Tara Carson with her husband. (Courtesy Tara Carson)

Marcy's Diner owner Darla Neuberger received praise from online commenters after defending her decision to yell at a mother and her crying child at her restaurant. Now, the mom is telling her side of the story.

Tara Carson shared her version of the recent encounter with Neuberger in a Washington Post editorial titled "I'm the mom whose encounter with angry Maine diner owner went viral. Here's what happened."

"Making national news was the last thing we expected on our quiet summer getaway to Maine this week," Carson wrote in her op-ed, published on Wednesday.

Carson then went into detail about her family's encounter with Neuberger at the restaurant.The mom said that her 2-year-old daughter was "getting antsy," but not having a meltdown, and she and her husband felt it wasn't necessary to leave.

Carson said that her daughter was still fussy when the food came so she and her husband planned to quickly eat their meals and then leave. That's when Carson says she was abruptly approached by Neuberger.

"Out of nowhere, Marcy's Diner owner Darla Neugebauer threw to-go containers at my husband and yelled, 'Either she goes or you go!'" Carson wrote. "We hadn't seen this woman before and didn't know who she was. She seemed so unprofessional that we didn't take it seriously. Our waitress seemed embarrassed by the owner's behavior too."
Darla Neuberger, owner of Marcy's Diner, says she's not sorry for yelling at a 2-year-old child for crying in her restaurant because it got the girl to be quiet.

Carson said that the Neuberger screamed at her child, saying "you need to shut the hell up!"

"My husband replied, 'Are you serious? Are you really yelling at a toddler right now?'" Carson wrote. "'As serious as a heart attack,' she said, with fury in her eyes."

The mom later expressed her dismay on the Marcy's Diner Facebook page, which Neuberger then replied to in an expletive-ridden rant. Carson and Neuberger's Facebook comments went viral, sparking a debate on whether the mom or the restaurant owner was in the wrong.

"All of a sudden, thousands of strangers were commenting on my parenting skills," Carson wrote in the Washington Post. "Am I a perfect parent? Certainly not. But I do know that these things happen."

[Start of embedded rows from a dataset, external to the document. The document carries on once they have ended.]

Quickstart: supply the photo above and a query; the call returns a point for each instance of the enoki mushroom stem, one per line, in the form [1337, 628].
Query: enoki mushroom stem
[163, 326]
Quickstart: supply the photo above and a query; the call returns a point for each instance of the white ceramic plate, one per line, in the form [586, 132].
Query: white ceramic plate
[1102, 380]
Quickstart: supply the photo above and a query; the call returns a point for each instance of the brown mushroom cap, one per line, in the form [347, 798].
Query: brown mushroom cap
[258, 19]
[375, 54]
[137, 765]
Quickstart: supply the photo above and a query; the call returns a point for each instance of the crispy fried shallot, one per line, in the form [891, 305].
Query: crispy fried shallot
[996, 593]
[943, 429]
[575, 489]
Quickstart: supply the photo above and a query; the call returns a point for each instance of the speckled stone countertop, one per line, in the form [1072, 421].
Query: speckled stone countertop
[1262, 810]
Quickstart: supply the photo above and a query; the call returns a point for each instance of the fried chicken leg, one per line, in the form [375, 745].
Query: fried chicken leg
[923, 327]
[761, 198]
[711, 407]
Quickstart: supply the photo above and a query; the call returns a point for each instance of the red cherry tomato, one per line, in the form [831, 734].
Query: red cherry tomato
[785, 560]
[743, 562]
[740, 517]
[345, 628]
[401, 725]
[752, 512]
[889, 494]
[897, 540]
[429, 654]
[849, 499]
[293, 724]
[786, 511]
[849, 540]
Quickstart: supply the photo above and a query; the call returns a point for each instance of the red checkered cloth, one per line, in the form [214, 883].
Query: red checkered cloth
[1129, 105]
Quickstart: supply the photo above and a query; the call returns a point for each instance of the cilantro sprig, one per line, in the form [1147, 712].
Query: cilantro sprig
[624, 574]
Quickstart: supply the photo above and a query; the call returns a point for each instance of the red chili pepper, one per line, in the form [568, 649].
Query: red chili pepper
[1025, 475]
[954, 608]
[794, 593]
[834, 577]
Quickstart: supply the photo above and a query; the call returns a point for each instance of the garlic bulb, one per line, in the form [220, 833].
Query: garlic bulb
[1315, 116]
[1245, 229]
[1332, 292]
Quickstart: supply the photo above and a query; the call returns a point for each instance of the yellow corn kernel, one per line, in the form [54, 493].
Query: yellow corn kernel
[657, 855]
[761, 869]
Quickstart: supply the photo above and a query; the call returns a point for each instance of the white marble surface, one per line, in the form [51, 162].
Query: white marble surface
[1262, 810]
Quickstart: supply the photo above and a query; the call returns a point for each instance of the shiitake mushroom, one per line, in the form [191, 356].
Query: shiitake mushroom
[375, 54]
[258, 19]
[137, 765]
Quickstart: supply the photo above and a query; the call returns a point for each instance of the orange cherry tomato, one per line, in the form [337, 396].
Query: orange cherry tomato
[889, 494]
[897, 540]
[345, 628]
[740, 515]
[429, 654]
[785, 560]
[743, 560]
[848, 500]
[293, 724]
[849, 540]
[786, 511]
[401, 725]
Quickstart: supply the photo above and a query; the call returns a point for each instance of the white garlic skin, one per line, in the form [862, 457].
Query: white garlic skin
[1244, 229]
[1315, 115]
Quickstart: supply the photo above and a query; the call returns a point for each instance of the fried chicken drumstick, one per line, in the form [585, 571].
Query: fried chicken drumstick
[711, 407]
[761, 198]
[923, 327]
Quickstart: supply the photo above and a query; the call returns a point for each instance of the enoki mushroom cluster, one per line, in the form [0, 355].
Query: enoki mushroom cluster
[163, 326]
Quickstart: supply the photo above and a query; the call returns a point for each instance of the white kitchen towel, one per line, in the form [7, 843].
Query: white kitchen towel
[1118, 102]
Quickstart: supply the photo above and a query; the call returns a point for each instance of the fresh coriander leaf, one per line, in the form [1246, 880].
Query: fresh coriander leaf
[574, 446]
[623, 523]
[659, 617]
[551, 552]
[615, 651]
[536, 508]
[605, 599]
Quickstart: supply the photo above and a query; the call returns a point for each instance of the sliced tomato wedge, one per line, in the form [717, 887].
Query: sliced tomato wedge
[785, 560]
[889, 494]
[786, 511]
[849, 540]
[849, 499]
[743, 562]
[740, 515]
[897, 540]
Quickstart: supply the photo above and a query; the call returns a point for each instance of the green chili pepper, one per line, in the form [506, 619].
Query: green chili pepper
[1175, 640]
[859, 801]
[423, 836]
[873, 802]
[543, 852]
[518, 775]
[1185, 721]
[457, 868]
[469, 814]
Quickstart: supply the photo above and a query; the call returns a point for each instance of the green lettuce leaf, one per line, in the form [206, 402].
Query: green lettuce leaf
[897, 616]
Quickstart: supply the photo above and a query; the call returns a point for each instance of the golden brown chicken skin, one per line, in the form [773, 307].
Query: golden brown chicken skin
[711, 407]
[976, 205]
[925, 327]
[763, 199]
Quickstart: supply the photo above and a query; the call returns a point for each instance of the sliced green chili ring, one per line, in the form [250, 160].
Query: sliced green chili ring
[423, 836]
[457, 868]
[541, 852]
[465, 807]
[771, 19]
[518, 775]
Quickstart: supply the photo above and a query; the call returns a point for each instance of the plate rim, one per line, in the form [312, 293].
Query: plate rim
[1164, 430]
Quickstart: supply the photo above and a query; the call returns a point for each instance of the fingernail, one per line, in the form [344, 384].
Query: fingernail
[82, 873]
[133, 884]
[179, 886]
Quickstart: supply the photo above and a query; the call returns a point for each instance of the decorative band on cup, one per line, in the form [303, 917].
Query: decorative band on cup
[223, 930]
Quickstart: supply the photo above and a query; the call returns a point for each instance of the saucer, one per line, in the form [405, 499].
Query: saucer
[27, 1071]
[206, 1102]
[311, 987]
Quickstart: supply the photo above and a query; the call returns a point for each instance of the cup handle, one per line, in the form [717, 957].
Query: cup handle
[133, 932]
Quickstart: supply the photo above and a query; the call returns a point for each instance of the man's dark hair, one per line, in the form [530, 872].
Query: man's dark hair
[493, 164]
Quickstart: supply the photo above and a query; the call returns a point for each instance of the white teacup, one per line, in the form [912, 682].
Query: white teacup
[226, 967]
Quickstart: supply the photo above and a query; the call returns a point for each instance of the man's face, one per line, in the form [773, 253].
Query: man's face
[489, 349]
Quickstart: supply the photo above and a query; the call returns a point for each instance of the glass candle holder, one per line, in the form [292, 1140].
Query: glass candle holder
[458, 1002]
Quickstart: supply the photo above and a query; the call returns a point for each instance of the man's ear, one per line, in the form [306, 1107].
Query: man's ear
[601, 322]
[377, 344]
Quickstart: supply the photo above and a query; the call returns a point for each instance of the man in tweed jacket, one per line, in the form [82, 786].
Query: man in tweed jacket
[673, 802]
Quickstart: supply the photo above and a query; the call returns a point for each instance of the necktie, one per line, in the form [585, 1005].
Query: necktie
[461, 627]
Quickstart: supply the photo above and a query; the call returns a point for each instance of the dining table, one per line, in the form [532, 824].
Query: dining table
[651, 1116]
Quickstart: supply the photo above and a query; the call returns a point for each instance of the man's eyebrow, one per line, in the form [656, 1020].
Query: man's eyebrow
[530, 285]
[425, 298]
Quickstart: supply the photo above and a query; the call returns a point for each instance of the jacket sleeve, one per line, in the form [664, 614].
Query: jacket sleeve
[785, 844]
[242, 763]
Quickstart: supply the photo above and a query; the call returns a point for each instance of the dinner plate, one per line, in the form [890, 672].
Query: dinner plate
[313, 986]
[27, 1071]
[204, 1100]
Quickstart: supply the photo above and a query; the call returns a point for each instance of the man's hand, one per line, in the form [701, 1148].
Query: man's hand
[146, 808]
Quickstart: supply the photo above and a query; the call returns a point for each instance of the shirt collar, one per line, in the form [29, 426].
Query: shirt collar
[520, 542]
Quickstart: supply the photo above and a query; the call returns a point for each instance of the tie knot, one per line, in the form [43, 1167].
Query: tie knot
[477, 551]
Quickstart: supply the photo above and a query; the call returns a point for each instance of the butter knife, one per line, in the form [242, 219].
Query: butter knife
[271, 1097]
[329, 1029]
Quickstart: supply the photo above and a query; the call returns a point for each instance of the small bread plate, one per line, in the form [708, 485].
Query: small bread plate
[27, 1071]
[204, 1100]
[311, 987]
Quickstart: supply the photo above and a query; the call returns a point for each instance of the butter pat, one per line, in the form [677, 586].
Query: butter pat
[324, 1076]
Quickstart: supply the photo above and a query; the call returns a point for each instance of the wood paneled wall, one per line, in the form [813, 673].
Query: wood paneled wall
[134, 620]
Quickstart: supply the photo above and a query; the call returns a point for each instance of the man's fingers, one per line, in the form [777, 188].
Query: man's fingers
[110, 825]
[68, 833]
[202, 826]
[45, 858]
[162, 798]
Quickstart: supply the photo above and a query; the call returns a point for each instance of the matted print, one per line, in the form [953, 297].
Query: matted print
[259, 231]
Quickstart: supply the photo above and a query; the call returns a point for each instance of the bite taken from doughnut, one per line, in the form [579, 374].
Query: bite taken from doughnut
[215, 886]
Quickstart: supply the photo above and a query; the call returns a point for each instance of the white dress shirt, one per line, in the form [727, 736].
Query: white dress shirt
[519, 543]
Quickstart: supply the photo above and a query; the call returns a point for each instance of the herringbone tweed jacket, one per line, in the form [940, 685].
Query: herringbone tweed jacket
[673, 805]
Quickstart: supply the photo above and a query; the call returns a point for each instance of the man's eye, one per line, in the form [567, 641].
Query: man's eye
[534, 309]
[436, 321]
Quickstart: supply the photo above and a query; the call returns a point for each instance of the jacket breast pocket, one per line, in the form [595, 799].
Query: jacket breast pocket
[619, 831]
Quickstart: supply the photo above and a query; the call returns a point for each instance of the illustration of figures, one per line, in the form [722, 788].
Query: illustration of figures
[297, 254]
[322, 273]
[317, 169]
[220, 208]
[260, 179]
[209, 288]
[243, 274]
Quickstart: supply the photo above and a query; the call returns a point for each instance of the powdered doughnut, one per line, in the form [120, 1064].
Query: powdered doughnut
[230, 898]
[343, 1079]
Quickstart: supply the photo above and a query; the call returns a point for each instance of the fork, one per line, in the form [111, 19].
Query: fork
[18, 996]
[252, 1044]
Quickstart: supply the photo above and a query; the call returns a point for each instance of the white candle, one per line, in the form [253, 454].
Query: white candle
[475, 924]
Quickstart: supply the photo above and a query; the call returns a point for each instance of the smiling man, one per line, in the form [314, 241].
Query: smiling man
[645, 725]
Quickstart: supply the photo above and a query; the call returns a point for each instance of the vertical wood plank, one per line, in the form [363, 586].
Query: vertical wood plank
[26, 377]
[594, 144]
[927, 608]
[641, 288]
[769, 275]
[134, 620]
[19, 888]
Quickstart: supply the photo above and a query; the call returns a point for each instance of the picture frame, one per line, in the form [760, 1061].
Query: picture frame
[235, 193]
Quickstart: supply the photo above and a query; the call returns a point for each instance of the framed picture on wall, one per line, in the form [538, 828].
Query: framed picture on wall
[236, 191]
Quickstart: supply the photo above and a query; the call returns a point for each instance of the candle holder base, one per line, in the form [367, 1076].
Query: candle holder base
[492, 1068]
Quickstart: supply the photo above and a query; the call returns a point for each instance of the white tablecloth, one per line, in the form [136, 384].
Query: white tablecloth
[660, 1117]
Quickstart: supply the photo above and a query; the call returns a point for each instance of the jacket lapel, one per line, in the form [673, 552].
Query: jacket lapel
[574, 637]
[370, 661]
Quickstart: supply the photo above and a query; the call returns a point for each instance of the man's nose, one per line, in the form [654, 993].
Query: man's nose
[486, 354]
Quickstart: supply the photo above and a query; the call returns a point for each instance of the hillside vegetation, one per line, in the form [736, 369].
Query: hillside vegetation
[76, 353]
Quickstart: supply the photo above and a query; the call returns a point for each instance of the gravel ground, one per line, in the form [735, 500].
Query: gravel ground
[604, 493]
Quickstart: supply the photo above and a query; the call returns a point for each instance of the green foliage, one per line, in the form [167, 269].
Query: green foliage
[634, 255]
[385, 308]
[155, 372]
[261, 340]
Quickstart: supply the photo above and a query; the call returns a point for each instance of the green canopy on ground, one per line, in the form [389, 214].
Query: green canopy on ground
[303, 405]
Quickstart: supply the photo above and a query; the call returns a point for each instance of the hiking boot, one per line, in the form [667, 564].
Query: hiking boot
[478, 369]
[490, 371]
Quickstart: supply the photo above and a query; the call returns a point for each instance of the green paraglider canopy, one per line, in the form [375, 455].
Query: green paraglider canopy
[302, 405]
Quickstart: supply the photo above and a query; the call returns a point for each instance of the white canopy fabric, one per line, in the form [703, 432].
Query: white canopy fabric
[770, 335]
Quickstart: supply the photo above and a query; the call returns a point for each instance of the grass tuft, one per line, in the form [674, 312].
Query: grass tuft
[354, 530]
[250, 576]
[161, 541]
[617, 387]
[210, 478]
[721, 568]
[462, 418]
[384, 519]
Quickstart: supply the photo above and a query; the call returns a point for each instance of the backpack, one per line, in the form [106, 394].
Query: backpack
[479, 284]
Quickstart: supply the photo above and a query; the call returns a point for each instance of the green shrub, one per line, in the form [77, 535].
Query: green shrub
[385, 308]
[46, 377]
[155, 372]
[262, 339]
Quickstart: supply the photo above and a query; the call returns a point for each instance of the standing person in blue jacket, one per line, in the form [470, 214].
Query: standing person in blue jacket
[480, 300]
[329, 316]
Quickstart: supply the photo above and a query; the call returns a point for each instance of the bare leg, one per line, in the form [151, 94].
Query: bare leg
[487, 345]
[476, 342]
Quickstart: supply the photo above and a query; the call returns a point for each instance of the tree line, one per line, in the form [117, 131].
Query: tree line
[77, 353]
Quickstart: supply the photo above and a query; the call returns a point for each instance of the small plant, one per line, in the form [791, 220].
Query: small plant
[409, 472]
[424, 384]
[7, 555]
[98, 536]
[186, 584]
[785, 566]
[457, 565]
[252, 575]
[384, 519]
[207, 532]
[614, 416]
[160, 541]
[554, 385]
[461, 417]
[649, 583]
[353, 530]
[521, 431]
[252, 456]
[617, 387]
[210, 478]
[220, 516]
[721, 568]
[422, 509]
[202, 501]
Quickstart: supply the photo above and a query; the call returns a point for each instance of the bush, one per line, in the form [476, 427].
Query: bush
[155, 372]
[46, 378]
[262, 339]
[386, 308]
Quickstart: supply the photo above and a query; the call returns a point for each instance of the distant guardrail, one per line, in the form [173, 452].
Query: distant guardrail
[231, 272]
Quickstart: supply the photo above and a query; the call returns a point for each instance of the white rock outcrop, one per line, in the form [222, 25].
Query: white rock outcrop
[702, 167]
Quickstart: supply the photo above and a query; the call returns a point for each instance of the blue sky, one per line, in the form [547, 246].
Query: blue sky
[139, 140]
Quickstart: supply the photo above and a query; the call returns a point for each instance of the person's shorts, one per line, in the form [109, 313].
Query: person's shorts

"As parents, we sometimes rely on the kindness and empathy of strangers, who know we're doing the best we can. It's compassion I try to model for my daughter. I wish others would do the same."

Carson's editorial was received with both praise and opposition, similar to her original Facebook post, with some commenters expressing their support for the mom, and others suggesting that Carson was in the wrong by not removing her toddler.

"Scolding the parents is never helpful, and engaging with a mid-tantrum two-year-old on their level is an awful, awful idea," wrote one commenter.

"At least the owner showed some sense of awareness and responsibility about the way she delivered the message she felt needed delivering. I see no such responsibility about you and your family's role whatsoever in the situation," wrote another.